L'Europe politique est à nouveau en panne, après le rejet par les Irlandais d'un nouveau traité de nature constitutionnelle, dit de Lisbonne, qui aurait confirmé et même accru les pouvoirs de Bruxelles. Cette mouture remaniée de cette sorte de Magna Carta a été désavouée par un référendum à l'issue duquel le «non» l'a emporté par sept points de pourcentage, ce qui est assez considérable.
Ce n'est pas une surprise.
On comprend aujourd'hui, après de semblables échecs référendaires vécus en France et aux Pays-Bas, que l'appareil de pouvoir gigantesque et kafkaïen graduellement bâti au centre du continent effraie littéralement les citoyens.

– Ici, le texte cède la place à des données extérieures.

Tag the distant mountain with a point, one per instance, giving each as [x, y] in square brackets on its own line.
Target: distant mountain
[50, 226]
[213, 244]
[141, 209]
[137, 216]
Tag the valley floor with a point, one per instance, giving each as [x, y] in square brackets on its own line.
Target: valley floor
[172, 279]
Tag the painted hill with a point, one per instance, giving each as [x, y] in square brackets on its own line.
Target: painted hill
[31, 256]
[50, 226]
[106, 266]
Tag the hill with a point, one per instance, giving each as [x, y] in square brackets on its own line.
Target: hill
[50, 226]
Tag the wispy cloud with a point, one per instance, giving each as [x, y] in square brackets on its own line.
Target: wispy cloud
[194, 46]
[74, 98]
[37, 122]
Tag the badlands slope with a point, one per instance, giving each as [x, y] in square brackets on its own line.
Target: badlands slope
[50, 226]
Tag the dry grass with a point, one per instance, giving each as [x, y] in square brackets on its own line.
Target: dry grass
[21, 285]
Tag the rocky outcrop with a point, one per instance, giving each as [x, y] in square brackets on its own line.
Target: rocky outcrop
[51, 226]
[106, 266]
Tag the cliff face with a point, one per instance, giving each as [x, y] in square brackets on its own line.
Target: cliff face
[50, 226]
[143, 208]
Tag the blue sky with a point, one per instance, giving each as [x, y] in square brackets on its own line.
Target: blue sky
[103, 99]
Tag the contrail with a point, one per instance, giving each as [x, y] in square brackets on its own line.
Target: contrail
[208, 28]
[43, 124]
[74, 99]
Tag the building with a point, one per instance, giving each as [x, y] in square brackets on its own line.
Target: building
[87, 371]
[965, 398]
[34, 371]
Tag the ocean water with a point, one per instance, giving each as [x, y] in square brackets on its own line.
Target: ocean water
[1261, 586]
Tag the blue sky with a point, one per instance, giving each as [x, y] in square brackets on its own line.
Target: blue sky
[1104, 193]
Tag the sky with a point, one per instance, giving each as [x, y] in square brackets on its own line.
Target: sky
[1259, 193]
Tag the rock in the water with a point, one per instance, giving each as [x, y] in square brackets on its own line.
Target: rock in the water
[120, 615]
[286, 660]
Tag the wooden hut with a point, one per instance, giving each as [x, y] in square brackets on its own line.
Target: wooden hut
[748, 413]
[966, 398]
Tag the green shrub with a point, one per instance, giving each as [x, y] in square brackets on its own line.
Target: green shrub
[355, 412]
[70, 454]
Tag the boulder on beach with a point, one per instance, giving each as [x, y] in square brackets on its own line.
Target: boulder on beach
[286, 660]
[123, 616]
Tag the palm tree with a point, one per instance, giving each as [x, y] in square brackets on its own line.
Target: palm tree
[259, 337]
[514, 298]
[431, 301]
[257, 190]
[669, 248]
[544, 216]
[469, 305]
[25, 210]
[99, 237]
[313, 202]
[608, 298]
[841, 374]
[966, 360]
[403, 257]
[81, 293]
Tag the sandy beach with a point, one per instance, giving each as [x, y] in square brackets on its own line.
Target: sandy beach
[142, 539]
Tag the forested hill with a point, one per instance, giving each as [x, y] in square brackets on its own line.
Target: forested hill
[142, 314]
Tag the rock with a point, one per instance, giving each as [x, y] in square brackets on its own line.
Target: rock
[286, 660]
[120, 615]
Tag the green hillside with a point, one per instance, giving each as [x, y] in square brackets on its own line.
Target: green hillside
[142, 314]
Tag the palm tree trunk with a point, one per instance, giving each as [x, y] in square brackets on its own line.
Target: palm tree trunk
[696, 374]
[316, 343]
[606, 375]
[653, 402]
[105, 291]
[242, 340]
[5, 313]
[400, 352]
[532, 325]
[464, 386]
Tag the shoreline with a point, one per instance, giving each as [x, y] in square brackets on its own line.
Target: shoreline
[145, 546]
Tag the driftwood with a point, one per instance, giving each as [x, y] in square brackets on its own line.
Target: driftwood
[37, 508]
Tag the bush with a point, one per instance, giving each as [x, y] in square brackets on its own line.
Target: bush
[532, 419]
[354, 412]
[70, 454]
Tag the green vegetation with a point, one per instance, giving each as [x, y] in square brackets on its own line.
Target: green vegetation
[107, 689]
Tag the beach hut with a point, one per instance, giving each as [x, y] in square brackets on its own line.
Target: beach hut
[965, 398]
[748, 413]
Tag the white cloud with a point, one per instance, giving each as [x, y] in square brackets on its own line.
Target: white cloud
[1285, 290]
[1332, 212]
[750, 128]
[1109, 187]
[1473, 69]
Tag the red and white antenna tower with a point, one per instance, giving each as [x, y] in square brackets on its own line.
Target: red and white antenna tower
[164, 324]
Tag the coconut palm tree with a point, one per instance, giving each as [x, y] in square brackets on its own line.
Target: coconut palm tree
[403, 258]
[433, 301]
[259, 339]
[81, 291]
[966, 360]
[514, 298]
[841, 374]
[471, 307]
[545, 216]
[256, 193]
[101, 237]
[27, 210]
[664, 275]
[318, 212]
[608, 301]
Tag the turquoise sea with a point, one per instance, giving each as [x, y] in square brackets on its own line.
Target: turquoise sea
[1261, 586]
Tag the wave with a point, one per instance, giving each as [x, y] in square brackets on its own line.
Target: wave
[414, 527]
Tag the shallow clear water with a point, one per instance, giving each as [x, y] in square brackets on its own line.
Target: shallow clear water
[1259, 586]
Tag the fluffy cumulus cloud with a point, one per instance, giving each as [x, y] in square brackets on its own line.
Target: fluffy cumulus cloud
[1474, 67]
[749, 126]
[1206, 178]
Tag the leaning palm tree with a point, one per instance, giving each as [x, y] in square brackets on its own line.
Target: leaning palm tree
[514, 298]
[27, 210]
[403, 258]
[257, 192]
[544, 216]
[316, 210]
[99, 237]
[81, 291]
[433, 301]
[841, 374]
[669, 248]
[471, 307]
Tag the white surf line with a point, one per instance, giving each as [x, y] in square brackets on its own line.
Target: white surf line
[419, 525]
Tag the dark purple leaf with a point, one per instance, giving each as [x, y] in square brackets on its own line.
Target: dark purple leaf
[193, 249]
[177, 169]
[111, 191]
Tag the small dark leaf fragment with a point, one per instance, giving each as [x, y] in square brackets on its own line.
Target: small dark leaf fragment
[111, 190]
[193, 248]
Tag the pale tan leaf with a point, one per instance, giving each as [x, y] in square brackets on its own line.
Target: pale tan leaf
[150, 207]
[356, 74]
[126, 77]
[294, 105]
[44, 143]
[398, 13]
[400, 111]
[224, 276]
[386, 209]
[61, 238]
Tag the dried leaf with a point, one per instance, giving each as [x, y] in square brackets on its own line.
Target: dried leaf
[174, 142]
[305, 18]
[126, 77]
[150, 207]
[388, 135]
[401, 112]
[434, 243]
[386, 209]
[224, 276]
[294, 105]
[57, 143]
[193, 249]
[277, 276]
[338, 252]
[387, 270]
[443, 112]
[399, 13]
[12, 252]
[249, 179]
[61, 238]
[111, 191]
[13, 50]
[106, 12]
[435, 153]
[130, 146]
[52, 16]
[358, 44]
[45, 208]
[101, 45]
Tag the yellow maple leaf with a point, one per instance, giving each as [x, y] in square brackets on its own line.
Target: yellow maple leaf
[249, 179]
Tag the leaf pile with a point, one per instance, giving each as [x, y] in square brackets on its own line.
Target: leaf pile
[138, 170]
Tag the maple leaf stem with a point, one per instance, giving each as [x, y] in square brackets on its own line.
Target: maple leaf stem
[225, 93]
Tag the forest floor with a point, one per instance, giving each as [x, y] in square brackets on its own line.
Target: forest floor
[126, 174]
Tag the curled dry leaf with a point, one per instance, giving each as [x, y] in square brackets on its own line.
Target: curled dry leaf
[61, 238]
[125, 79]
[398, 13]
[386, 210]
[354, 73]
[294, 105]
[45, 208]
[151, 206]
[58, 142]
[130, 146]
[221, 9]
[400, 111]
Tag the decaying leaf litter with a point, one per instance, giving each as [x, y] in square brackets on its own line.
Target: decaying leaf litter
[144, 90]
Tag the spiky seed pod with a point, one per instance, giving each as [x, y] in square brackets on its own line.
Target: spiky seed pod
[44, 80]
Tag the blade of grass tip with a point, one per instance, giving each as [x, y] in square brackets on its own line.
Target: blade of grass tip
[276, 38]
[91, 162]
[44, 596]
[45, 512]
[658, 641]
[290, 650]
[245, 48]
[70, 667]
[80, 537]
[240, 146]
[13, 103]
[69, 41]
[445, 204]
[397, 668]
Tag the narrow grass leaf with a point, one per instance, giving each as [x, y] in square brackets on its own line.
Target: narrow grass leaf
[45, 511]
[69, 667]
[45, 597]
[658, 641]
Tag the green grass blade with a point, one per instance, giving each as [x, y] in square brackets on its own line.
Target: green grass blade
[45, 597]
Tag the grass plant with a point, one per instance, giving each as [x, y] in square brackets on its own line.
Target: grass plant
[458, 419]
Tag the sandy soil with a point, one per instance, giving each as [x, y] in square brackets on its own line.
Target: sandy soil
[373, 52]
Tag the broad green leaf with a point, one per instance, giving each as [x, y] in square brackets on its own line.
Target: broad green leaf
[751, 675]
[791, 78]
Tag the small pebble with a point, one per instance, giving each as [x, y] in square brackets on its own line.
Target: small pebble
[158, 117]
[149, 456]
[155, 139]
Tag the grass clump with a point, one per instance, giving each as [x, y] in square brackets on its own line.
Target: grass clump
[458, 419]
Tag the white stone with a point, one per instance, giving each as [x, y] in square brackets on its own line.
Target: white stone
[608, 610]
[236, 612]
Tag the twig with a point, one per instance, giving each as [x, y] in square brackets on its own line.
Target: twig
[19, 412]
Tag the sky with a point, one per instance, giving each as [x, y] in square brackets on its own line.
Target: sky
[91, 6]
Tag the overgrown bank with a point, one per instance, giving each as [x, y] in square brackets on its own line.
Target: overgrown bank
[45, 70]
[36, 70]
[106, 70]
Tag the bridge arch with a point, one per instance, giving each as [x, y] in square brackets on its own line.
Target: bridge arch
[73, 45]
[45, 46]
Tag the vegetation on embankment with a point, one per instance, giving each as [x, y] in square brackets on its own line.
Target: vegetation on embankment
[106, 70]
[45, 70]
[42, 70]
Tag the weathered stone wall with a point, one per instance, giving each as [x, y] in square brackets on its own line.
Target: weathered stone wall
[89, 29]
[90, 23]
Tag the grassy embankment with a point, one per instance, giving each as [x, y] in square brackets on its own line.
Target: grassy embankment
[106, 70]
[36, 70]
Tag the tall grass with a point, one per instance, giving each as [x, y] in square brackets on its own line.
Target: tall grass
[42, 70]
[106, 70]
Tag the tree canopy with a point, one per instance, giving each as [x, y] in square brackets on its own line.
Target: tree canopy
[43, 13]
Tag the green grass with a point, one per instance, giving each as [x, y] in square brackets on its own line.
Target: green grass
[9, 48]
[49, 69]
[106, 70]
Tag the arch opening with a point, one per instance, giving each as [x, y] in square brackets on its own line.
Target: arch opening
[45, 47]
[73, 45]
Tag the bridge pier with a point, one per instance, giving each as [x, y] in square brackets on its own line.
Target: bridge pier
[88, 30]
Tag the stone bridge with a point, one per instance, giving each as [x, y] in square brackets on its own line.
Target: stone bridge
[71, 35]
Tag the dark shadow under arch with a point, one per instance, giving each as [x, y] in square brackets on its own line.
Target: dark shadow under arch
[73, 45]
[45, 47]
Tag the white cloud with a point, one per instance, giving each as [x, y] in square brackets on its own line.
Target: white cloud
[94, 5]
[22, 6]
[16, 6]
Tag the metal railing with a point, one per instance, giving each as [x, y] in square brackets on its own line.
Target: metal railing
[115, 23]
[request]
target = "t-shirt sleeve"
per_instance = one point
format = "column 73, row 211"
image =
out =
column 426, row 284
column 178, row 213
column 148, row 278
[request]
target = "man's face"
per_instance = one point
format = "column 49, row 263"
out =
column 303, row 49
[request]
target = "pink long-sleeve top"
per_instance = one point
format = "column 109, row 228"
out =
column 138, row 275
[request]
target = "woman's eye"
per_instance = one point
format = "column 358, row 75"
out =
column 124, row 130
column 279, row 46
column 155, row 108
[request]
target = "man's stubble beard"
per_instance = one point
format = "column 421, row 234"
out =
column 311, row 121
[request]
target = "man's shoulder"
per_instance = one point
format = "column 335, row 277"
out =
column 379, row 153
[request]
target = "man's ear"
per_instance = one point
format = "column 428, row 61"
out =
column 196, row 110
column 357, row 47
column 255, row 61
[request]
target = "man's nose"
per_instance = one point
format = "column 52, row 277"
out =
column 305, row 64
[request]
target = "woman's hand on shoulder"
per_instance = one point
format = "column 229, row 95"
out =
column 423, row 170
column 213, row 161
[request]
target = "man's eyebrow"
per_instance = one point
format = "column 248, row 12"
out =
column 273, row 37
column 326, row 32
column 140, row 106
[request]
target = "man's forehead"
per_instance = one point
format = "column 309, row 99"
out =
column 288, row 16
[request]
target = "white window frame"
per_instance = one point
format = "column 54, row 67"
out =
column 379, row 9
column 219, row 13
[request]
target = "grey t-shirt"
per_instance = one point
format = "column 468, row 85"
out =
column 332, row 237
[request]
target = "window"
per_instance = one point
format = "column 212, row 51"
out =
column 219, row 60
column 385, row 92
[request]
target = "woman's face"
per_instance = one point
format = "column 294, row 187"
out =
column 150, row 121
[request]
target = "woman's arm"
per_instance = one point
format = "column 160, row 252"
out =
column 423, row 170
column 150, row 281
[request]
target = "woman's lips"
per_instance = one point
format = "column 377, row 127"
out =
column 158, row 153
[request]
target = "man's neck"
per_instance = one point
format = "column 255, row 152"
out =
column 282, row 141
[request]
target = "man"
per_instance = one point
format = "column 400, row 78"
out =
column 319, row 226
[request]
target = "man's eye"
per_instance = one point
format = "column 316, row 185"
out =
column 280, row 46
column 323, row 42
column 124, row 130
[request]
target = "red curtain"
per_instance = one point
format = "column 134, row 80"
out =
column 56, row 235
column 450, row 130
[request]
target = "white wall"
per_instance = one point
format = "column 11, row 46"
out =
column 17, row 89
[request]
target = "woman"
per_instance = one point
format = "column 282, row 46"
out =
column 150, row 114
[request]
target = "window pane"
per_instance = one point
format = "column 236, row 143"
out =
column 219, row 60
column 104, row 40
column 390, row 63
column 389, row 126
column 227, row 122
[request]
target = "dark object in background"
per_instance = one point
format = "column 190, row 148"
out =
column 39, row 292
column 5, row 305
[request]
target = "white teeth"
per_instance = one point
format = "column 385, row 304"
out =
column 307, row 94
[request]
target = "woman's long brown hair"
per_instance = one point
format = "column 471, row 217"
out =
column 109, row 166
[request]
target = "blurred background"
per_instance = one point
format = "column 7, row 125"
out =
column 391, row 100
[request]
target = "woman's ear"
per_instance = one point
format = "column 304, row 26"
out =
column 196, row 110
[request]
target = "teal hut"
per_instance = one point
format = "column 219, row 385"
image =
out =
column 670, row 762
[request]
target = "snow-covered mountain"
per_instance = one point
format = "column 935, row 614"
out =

En pratique, en effet, les Irlandais ont rejeté un texte qu'ils ne comprenaient pas, un embrouillamini à peine moins confondant que les 850 pages, en incluant protocoles, annexes et autres déclarations, soumises aux Français en 2005! Plus pratiquement encore, ils ont refusé d'assumer la possibilité d'un changement dont ils ne connaissent pas la couleur, à l'image des éleveurs de boeuf du pays qui, grassement subventionnés par l'Union européenne, tiennent principalement à ce que tout demeure à l'identique dans leur pré haut. Ils ont refusé de déléguer plus avant la moindre parcelle de leur pouvoir de décision en matière de droit de veto, par exemple, ou de taxation, ou de présence politique continentale et internationale.
On ne peut les en blâmer. Comme on ne peut nier que l'eurocratie bruxelloise soit devenue un monstre terrorisant.
À ce jour, 14 pays européens ont ratifié le traité de Lisbonne par voie parlementaire, et non par référendum (la constitution irlandaise, elle, rendait ce scrutin obligatoire). On ne peut s'empêcher de penser que, dans ces contrées enrôlées par le haut, des consultations populaires auraient peut-être donné des résultats différents...
Appelons ça: l'euroscepticisme.
Compréhensible, donc.
Mais il est impossible de se réjouir du fait que la grande Europe, maintenant un agglomérat de 27 nations plus ou moins assorties, se retrouve à nouveau dans un cul-de-sac. Car c'est bien de cela qu'il s'agit. Il fallait l'unanimité? Désormais, elle n'est évidemment plus possible puisque les Irlandais, qui ne comptent que pour moins de 1% de la population européenne, n'en ont pas moins cassé le vase!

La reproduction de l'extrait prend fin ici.